Maijstral snarled at him, happy to vent his anger. “I
like
you with your hands in the air. I think it suits you. Perhaps you'll be
buried
that way.”

“I prefer cremation, old man. Incidentally, I wouldn’t put too much trust in those recordings. They also record the presence of this big diamond, which I suspect is not yet your legal property.”

Maijstral hesitated, then smiled. “This isn’t my room. The diamond has nothing to do with me.”

“If this isn’t your room, then what are you doing in it?”

“Making an arrest, looks like.”

“Mr. Fu George,” Roberta said.' “There are lives at stake here.”

Fu George offered her a graceful inclination of his head “No one regrets that more than I, your grace. Except possibly for Chalice.”

“That isn’t what I meant.” Quickly, her pistol trained unerringly on Chalice’s right ear, Roberta explained Lord Qlp’s behavior and its threat of planetary discontinuation.

“Very strange, your grace,” Fu George said. “Were the Shard in my possession, I'd be happy to arrange its ransom. However, as I have no idea where the Shard might be—”

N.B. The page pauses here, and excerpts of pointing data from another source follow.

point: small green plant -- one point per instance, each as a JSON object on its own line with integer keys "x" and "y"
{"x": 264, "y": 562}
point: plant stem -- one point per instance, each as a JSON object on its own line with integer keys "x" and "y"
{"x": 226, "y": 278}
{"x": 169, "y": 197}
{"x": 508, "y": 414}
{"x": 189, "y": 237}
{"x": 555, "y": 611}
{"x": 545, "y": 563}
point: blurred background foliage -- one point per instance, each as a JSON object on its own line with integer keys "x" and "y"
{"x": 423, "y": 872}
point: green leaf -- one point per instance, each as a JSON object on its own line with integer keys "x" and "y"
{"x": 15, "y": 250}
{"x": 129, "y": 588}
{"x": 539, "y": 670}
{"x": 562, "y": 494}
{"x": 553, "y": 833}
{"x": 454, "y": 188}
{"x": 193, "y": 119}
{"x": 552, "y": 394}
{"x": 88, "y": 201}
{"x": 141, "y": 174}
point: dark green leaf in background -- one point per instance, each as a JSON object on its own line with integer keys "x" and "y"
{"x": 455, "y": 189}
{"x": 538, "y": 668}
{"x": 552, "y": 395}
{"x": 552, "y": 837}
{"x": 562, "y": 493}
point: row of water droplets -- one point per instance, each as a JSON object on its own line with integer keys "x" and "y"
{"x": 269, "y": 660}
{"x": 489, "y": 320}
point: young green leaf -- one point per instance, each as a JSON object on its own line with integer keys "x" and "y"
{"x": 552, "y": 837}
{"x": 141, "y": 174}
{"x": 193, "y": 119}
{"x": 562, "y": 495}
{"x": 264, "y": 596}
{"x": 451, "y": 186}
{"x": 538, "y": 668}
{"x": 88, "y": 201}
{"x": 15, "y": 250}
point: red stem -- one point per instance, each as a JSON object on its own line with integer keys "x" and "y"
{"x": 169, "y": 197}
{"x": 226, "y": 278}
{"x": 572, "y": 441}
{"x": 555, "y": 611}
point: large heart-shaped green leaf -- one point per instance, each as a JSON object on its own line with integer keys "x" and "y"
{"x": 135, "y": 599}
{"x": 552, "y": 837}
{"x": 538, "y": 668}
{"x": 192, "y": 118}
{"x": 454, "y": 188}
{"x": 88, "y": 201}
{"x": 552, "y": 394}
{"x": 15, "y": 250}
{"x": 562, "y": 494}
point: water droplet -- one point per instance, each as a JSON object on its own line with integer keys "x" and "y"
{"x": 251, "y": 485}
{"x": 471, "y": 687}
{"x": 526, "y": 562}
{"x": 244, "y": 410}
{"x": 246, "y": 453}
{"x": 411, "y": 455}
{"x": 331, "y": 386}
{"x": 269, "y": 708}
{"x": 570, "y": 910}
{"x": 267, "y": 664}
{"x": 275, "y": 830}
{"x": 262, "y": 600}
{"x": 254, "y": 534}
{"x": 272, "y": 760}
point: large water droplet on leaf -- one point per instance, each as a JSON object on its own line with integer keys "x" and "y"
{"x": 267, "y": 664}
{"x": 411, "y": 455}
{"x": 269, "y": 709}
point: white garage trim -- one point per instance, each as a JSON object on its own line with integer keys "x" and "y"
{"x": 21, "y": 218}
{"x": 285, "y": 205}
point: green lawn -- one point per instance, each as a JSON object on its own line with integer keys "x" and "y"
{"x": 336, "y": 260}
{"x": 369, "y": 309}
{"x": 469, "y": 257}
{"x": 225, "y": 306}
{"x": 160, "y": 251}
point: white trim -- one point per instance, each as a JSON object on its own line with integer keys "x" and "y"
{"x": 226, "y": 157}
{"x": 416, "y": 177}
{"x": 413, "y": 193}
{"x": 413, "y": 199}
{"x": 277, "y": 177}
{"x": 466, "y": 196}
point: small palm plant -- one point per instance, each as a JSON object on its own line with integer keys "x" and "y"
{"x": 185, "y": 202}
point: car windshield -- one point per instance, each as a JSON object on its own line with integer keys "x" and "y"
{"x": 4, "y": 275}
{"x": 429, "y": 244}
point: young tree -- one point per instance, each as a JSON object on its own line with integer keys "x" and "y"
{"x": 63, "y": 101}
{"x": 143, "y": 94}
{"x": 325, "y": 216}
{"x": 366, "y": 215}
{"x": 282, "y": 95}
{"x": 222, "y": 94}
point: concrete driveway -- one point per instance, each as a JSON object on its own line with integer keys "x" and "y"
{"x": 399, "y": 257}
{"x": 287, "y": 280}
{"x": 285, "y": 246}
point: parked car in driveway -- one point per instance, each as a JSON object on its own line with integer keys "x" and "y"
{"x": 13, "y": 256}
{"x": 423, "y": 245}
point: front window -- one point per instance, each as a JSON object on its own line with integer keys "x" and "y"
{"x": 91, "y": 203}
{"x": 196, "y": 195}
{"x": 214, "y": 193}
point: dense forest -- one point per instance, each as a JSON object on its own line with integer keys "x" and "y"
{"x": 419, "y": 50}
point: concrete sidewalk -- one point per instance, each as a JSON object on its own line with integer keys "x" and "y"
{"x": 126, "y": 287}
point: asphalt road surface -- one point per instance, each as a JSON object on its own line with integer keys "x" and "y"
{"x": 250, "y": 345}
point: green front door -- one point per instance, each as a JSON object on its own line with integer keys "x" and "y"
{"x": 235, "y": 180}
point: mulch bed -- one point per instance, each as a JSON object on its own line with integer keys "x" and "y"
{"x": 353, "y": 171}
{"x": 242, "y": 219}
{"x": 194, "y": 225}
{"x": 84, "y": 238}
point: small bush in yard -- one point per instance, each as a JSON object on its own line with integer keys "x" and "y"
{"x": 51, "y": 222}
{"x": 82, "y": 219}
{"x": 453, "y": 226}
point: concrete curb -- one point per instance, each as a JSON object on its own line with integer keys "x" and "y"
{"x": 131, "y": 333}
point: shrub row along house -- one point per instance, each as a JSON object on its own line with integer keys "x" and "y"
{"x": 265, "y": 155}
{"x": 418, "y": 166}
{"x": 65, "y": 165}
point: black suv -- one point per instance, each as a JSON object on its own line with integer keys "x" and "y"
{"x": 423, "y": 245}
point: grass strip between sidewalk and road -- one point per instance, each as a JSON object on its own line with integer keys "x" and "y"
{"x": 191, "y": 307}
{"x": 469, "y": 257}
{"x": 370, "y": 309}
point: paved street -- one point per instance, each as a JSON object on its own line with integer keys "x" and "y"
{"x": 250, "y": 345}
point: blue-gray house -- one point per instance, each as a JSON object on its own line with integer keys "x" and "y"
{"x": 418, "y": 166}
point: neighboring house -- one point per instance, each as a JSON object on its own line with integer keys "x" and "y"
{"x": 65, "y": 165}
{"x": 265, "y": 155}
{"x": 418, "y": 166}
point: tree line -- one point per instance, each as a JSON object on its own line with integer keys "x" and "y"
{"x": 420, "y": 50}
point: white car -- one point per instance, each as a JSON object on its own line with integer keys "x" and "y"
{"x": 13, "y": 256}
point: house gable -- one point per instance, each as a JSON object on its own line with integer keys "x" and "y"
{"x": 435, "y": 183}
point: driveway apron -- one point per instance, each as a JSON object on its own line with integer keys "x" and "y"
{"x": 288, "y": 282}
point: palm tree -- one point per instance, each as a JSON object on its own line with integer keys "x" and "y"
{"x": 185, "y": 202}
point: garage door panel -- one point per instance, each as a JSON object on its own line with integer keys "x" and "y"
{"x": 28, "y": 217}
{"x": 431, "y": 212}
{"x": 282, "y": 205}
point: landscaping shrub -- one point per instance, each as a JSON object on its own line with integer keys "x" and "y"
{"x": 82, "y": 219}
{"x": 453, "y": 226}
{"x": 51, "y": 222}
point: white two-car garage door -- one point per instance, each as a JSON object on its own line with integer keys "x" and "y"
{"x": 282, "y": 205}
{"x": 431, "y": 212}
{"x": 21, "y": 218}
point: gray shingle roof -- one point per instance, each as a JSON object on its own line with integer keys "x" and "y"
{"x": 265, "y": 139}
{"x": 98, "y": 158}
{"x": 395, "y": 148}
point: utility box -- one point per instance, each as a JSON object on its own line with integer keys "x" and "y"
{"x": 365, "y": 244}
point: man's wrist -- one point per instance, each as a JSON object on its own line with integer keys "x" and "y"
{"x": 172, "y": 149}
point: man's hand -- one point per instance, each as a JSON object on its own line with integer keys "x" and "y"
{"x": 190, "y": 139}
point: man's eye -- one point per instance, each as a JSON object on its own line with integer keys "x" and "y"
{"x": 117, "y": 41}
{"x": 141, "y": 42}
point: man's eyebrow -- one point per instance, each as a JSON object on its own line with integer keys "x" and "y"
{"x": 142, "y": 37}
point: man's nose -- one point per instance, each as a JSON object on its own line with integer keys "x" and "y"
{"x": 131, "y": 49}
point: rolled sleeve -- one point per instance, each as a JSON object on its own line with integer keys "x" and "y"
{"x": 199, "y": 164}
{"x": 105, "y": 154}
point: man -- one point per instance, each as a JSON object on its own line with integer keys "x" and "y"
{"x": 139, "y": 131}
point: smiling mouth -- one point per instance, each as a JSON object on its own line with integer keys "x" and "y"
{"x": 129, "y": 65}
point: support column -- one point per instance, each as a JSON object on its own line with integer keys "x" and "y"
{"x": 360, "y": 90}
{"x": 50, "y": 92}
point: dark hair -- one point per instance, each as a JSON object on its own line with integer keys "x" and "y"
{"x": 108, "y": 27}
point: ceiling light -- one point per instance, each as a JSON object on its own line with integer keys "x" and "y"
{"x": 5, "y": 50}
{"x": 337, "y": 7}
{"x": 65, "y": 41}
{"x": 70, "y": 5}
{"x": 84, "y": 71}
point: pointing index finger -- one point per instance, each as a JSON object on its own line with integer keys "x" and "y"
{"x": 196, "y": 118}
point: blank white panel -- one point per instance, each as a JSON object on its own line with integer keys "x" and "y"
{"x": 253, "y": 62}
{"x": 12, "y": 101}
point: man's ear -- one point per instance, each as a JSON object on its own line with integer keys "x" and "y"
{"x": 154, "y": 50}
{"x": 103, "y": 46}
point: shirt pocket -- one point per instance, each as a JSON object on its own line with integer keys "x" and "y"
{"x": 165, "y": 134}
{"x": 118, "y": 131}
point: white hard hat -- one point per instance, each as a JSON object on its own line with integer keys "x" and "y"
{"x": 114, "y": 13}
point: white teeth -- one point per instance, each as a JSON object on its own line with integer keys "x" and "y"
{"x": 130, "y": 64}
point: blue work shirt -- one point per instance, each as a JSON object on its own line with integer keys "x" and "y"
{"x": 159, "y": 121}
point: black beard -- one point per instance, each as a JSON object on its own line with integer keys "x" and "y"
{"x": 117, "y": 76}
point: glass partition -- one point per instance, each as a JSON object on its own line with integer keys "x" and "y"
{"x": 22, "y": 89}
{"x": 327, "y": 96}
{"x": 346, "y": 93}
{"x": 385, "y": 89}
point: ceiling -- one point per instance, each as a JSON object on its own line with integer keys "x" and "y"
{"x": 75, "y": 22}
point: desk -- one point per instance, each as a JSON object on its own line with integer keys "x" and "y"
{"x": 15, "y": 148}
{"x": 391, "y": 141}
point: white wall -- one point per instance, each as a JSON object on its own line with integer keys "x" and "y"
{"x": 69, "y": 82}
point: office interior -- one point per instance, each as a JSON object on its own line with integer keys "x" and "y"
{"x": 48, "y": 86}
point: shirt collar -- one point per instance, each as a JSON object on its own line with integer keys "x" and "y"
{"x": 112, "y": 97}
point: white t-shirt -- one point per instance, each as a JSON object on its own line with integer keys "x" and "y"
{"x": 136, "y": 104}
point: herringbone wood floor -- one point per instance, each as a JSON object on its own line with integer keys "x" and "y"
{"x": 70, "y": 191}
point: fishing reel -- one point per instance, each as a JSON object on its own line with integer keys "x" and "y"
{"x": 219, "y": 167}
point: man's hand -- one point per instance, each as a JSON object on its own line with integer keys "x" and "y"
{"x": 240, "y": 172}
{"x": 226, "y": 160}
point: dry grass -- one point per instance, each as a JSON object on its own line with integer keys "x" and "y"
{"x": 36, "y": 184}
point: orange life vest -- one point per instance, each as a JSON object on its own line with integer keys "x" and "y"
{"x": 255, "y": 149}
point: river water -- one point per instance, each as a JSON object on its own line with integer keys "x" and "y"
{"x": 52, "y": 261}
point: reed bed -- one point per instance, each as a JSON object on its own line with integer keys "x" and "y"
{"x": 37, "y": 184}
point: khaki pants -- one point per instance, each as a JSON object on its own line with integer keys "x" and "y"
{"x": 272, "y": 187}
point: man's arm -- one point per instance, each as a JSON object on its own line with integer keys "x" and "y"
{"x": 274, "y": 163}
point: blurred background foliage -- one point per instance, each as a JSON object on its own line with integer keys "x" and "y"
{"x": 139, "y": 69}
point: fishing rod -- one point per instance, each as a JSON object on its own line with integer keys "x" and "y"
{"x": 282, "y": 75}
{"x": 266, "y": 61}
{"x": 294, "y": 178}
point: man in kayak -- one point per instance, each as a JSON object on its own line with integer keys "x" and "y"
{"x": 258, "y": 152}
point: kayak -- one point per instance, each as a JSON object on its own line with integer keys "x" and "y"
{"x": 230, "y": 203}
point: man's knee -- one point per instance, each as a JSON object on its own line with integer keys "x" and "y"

Maijstral’s exasperation boiled over. “Oh, shut up,” he said. “I don’t believe you.”

Fu George raised an eyebrow. “Are you calling me a liar, Maijstral?”

“Damn right I am,” Maijstral snarled.
“Old man.”
He glanced over his shoulder at the Duchess. “I’m going to have Roman and Gregor hold Fu George here while I take a look in his suite. The Shard may be there.”